Figure 1. Purification of M. tuberculosis MoeZR and MoeBR after heterologous expression in E. coli.

5 µg of the purified proteins were separated by 15% SDS-PAGE and stained with Coomassie Blue. 1: MBP-MoeZR, 2: MBP-MoeBR. The band at 45 kDa in the MoeBR sample was shown to be MBP.

Figure 2. Circular Dichroism (CD) spectroscopy of MoeBR and MoeZR.

CD on purified MBP-MoeBR and MBP_MoeZR were recorded in a 0.1 cm path-length Suprasil quartz cell with a Jasco-J715 CD spectrometer. Far-UV CD was recorded from 260-198 nm using a step size of 1 nm with a signal averaging time of 4 seconds at each wavelength step. 200 µL of MoeBR and MoeZR at a concentration of 0.1 mg/mL was used.

Figure 3. Copurification of MoeBR or MoeZR with MoaD1, MoaD2 and CysO.

MBP-MoeBR and MBP-MoeZR were coexpressed in an E. coli moeB⁻ strain together with His₆-MoaD1, His₆-MoaD2 or His₆-CysO and purified by Ni-NTA chromatography afterwards. As control, His₆-MoaD1, His₆-MoaD2 or His₆-CysO were also expressed without MoeBR and MoeZR in the E. coli moeB⁻ strain. The proteins were separated by 15% SDS-PAGE and stained with Coomassie Blue or, in addition, the presence of MBP-MoeBR and MBP-MoeZR was determined by immunodetection using polyclonal MBP antisera (Sigma). 1: His₆-MoaD1, 2: His₆-MoaD2, 3: His₆-CysO, 4: His₆-MoaD1/MBP-MoeZR, 5: His₆-MoaD2/MBP-MoeZR, 6: His₆-CysO/MBP-MoeZR, 7: His₆-MoaD1/MBP-MoeBR, 8: His₆-MoaD2/MBP-MoeBR, 9: His₆-CysO/MBP-MoeBR.

Figure 4. Deconvoluted ESI mass spectra of MoaD1, MoaD2, and CysO.

The sulfuration level of His₆-MoaD1 (A–C), His₆-MoaD2 (D–F) and His₆-CysO (G–I) was analyzed after expression in E. coli moeB⁻ strain either alone or after coexpression with MBP-MoeZR or MBP-MoeBR. After coexpression, His₆-MoaD1, His₆-MoaD2 and His₆-CysO were purified by Ni-NTA chromatography and subjected to ESI-MS. The mass increase of +16 Da corresponds to the exchange of an oxygen versus a sulfur atom to generate thiocarboxylated proteins. (A) His₆-MoaD1, (B) His₆-MoaD1 after coexpression with MBP-MoeZ, (C) His₆-MoaD1 after coexpression with MBP-MoeBR. (D) His₆-MoaD2, (E) His₆-MoaD2 after coexpression with MBP-MoeZR, (F) His₆-MoaD2 after coexpression with MBP-MoeBR. (G) His₆-CysO, (H) His₆-CysO after coexpression with MBP-MoeZR, (I) His₆-CysO after coexpression with MBP-MoeBR. Additional peaks with mass increments of 22 Da are due to the corresponding Na-salts of proteins.

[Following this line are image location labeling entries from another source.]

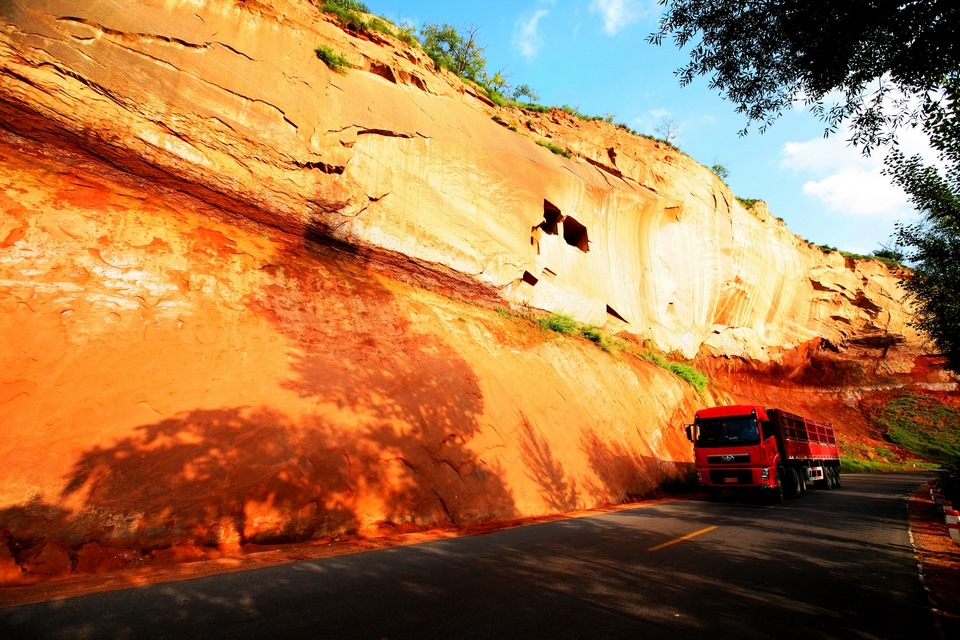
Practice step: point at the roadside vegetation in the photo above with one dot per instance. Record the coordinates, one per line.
(566, 325)
(924, 426)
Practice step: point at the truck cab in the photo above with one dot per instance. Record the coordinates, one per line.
(735, 448)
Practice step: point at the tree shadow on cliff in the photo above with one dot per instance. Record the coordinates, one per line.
(545, 470)
(627, 475)
(359, 350)
(213, 477)
(386, 443)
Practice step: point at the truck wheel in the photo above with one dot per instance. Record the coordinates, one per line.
(776, 494)
(794, 482)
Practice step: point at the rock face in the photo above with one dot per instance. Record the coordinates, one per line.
(219, 276)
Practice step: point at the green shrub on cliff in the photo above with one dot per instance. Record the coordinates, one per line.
(333, 59)
(554, 148)
(696, 379)
(559, 322)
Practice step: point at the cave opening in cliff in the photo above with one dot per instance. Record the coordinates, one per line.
(551, 218)
(575, 234)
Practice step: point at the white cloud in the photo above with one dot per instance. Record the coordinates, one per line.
(617, 14)
(526, 35)
(844, 180)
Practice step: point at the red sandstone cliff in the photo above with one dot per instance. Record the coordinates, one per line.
(244, 298)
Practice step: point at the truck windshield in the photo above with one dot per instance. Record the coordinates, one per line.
(722, 432)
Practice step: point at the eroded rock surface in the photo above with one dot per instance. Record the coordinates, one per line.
(244, 298)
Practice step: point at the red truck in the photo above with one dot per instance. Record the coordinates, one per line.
(750, 447)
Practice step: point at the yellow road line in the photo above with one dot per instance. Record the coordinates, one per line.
(682, 538)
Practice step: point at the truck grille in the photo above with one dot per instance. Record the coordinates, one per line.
(736, 458)
(731, 477)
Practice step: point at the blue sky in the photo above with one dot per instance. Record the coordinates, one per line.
(593, 55)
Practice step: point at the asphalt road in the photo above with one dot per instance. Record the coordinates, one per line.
(833, 564)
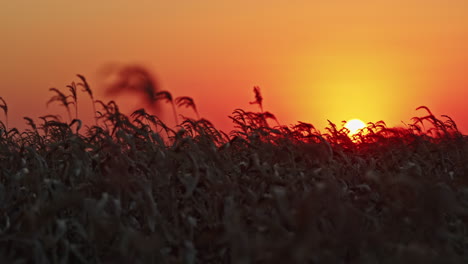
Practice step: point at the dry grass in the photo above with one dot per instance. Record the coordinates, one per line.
(132, 190)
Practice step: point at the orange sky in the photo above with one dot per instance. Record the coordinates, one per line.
(314, 60)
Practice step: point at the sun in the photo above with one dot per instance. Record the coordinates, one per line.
(354, 125)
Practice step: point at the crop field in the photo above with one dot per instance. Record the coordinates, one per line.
(130, 189)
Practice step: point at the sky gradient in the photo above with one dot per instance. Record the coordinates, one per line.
(336, 60)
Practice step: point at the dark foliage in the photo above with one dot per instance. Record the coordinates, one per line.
(132, 190)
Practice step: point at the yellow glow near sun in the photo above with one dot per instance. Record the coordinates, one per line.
(354, 125)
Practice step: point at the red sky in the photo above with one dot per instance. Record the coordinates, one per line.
(314, 60)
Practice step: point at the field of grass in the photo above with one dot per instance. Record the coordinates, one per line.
(129, 189)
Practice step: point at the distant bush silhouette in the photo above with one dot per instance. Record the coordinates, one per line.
(131, 189)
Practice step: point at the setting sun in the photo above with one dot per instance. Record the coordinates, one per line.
(354, 125)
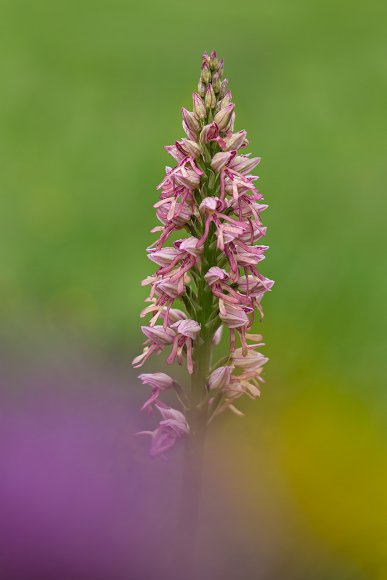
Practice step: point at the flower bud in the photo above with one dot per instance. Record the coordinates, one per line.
(210, 99)
(198, 107)
(233, 316)
(216, 82)
(215, 274)
(223, 88)
(190, 120)
(217, 336)
(190, 147)
(205, 57)
(206, 73)
(201, 88)
(159, 381)
(213, 60)
(235, 141)
(159, 335)
(189, 328)
(227, 99)
(209, 133)
(220, 160)
(223, 117)
(220, 378)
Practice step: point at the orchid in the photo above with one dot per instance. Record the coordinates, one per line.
(208, 278)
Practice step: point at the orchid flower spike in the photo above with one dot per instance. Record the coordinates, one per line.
(208, 279)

Figure 5. Amino acid sequence comparison of E. coli MoaD, M. tuberculosis MoaD1, M. tuberculosis MoaD2, and M. tuberculosis CysO.

Identical amino acids are boxed in black and homologous amino acids residues are shaded in grey.

Figure 6. Proposed model for the role of MoeZR and MoeBR in Mycobacteria.

Functional complementation studies of an E. coli moeB⁻ strain showed that both MoeZR and MoeBR are able to interact with either MoaD1 or MoaD2. In addition, MoeZR is able to sulfurate CysO for cysteine biosynthesis, while MoeBR is not able to interact with CysO.